The 24AA01T-I/MC is generally compatible with the 24LC01B in terms of memory size (1Kbit), I2C interface, and voltage range (1.7V–5.5V), but critical differences exist: the 24AA01T-I/MC has a faster maximum clock frequency (400 kHz vs. 100 kHz for some 24LC01B variants) and a different page write buffer size (8 bytes vs. 16 bytes). If your firmware assumes 16-byte page writes or relies on specific timing margins, you must update the I2C driver to handle 8-byte pages and verify ACK polling timing. Additionally, confirm the I2C address mapping matches—both use A2/A1/A0 pins, but layout parasitics in dense PCBs may require pull-up resistor tuning due to the 8-DFN package’s smaller footprint.
What are the risks of using the 24AA01T-I/MC in a battery-powered IoT node that wakes every 10 minutes to log data, given its 5ms write cycle time?

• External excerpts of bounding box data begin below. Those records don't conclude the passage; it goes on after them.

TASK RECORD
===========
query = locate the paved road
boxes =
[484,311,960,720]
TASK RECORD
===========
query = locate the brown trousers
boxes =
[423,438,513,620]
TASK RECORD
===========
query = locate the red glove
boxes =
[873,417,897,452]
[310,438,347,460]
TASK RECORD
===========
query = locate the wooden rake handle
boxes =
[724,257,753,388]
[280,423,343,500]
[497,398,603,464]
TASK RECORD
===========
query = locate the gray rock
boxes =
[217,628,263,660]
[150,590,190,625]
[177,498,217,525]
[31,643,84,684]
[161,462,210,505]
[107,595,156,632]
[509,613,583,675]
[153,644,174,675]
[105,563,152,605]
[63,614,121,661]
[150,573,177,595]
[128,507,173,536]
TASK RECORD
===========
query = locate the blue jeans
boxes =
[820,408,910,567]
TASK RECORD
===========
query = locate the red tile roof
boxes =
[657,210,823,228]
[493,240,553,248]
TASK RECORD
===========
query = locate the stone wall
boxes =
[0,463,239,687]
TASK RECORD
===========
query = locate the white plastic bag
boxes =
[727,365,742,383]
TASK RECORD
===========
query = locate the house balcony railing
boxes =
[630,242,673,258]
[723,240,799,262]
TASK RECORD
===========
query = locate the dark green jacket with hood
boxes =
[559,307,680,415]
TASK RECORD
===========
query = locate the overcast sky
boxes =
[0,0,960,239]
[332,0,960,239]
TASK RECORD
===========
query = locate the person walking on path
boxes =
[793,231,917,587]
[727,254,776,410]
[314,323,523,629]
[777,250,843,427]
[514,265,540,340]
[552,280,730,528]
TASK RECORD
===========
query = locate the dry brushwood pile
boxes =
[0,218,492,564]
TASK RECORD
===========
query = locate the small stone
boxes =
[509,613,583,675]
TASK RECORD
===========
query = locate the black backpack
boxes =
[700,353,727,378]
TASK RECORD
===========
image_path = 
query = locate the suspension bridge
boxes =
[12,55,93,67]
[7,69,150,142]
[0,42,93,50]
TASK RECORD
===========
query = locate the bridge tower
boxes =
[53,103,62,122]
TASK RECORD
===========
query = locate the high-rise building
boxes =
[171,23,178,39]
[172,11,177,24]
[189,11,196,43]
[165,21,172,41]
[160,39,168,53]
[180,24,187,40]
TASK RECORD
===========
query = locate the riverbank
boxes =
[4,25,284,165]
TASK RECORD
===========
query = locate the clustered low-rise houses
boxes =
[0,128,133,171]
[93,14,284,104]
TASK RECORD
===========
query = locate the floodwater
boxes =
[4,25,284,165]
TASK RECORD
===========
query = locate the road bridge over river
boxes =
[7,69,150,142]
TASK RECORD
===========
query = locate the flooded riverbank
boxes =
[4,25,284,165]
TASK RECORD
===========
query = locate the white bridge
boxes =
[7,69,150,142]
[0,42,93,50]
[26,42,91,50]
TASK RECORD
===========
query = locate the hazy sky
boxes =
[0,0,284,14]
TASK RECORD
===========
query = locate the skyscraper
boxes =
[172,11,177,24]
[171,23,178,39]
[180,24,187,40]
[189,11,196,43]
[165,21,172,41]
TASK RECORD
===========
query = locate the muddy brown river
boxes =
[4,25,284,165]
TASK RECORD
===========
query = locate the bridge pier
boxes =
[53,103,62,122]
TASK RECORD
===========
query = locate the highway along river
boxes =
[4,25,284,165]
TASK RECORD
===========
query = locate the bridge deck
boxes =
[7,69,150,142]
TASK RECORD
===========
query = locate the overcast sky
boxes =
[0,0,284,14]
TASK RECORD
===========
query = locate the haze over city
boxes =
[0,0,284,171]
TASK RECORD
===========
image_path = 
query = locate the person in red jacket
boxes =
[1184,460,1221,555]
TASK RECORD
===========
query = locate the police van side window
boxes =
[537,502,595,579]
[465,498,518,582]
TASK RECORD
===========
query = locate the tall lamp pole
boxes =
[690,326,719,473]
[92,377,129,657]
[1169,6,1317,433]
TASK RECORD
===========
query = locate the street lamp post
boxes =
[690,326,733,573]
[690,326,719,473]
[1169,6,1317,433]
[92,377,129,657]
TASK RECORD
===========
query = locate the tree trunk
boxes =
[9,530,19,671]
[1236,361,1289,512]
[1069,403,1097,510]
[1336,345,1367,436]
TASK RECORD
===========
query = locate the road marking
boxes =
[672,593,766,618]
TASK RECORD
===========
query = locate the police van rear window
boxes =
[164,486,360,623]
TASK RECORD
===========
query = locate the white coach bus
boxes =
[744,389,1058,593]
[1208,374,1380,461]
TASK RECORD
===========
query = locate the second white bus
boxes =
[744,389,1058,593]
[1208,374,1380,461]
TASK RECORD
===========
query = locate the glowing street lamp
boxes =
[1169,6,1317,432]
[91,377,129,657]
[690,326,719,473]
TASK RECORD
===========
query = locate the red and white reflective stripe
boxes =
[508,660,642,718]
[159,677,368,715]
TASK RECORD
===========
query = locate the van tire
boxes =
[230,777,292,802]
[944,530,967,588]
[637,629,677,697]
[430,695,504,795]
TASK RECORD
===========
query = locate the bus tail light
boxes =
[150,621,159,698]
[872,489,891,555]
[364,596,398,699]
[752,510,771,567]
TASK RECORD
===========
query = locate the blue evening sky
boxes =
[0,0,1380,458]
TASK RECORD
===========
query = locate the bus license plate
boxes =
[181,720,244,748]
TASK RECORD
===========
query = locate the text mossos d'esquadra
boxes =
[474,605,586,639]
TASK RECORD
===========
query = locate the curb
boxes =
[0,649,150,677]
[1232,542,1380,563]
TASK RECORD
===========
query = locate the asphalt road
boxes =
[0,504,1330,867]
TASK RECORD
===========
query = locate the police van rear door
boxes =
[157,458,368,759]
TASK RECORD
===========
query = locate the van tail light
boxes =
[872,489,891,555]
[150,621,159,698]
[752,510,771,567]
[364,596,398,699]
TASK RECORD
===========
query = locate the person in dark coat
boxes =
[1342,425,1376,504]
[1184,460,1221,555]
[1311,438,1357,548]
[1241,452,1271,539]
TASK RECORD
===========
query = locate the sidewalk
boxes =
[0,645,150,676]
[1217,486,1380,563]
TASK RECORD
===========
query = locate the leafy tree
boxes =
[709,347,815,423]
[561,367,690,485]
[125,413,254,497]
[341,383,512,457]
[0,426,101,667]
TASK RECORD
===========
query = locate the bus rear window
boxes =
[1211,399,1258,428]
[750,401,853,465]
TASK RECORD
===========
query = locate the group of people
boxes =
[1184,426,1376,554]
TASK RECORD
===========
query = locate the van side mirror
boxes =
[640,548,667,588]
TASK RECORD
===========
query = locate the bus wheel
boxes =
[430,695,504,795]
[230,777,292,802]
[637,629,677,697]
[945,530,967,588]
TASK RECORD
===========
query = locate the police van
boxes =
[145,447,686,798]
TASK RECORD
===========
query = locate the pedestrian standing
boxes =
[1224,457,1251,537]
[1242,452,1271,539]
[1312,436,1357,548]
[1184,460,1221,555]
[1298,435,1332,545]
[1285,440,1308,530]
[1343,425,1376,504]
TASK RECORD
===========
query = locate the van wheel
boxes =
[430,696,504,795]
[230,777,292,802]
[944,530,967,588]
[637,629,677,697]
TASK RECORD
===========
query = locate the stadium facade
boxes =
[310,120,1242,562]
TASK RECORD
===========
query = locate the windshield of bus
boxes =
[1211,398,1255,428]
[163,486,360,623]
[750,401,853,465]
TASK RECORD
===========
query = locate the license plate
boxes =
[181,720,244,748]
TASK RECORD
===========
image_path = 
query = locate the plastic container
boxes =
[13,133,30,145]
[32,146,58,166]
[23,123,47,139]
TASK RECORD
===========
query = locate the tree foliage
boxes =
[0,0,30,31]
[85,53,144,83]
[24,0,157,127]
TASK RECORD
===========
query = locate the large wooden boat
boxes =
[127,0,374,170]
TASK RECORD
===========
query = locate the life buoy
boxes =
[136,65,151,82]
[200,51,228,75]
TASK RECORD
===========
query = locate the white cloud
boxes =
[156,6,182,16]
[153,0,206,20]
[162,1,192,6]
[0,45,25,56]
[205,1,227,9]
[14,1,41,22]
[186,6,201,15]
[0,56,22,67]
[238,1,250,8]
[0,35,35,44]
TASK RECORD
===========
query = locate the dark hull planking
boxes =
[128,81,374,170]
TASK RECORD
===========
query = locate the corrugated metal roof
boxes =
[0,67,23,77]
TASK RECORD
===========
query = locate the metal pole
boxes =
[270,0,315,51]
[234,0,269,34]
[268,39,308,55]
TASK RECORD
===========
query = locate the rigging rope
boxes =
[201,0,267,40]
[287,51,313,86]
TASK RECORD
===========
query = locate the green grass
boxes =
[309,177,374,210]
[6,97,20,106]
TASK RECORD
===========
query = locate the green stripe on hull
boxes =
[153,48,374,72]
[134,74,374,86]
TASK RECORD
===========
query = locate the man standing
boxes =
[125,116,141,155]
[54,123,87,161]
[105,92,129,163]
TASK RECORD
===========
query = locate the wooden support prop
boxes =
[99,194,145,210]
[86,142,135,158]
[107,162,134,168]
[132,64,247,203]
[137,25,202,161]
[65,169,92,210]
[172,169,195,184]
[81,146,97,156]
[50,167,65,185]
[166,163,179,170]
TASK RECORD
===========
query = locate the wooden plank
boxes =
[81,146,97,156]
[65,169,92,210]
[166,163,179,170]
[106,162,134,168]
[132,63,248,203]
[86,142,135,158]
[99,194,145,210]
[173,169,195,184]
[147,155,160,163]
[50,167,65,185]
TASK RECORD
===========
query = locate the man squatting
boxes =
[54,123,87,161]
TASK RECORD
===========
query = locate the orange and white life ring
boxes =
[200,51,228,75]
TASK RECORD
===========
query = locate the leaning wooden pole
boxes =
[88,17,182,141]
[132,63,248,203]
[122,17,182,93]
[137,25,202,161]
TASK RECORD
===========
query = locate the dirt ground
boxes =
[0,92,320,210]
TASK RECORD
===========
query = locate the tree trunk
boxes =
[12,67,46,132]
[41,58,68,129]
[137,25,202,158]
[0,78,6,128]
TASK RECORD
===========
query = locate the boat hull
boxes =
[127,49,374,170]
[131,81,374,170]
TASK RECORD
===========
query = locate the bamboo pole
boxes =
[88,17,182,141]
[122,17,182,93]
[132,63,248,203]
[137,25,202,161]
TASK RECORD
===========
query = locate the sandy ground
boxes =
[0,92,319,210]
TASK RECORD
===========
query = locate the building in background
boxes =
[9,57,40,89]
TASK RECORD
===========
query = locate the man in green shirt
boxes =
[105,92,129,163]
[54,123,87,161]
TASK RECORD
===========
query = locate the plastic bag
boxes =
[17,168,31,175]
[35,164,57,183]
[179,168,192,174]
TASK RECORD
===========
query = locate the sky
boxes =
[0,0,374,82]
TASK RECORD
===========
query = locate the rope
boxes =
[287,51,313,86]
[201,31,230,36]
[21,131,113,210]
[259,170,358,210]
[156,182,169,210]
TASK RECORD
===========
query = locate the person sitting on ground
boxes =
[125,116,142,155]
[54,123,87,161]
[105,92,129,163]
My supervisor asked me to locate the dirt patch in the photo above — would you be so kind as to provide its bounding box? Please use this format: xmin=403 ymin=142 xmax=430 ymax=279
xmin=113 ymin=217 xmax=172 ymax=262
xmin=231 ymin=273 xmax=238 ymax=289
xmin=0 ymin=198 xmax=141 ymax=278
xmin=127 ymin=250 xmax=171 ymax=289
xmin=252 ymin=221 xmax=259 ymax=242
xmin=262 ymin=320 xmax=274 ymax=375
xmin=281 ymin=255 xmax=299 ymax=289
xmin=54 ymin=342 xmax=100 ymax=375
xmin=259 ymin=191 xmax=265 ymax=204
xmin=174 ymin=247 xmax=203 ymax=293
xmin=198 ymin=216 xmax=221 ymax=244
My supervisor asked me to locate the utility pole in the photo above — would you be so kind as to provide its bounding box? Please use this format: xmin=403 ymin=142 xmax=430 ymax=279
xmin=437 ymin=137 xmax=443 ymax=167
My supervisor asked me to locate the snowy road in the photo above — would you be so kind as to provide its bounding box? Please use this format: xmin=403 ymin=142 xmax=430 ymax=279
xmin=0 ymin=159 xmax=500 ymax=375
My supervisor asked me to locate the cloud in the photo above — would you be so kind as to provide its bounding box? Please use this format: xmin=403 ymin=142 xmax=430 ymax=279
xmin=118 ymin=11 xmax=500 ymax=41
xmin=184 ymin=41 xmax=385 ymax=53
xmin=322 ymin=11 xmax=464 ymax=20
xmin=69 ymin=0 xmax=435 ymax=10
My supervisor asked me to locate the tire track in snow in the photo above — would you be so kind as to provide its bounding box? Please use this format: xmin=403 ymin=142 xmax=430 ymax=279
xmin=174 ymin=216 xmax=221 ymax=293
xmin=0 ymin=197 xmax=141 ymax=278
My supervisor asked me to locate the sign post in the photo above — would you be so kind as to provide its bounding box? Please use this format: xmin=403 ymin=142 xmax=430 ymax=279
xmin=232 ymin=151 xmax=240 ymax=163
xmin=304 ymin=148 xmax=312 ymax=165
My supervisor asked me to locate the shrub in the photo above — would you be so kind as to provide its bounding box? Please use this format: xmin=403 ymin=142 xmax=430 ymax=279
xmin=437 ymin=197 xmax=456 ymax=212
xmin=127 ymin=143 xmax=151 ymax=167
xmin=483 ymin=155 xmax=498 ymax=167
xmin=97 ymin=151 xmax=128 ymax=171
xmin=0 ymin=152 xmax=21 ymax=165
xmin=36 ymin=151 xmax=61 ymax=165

The 5ms write cycle time of the 24AA01T-I/MC introduces a real risk of data loss if the MCU does not properly manage power sequencing or write completion. During low-power operation, if the system cuts power before the internal write completes (even after I2C STOP), the EEPROM may corrupt the targeted byte or page. Mitigate this by implementing a write-verification routine with retry logic, adding a small decoupling capacitor (100nF) near the VCC pin to sustain voltage during writes, and using the MCU’s brown-out detection to delay shutdown until writes finish. Also, consider wear leveling—frequent writes to the same address will exceed the 1 million write endurance limit faster than expected in long-life deployments.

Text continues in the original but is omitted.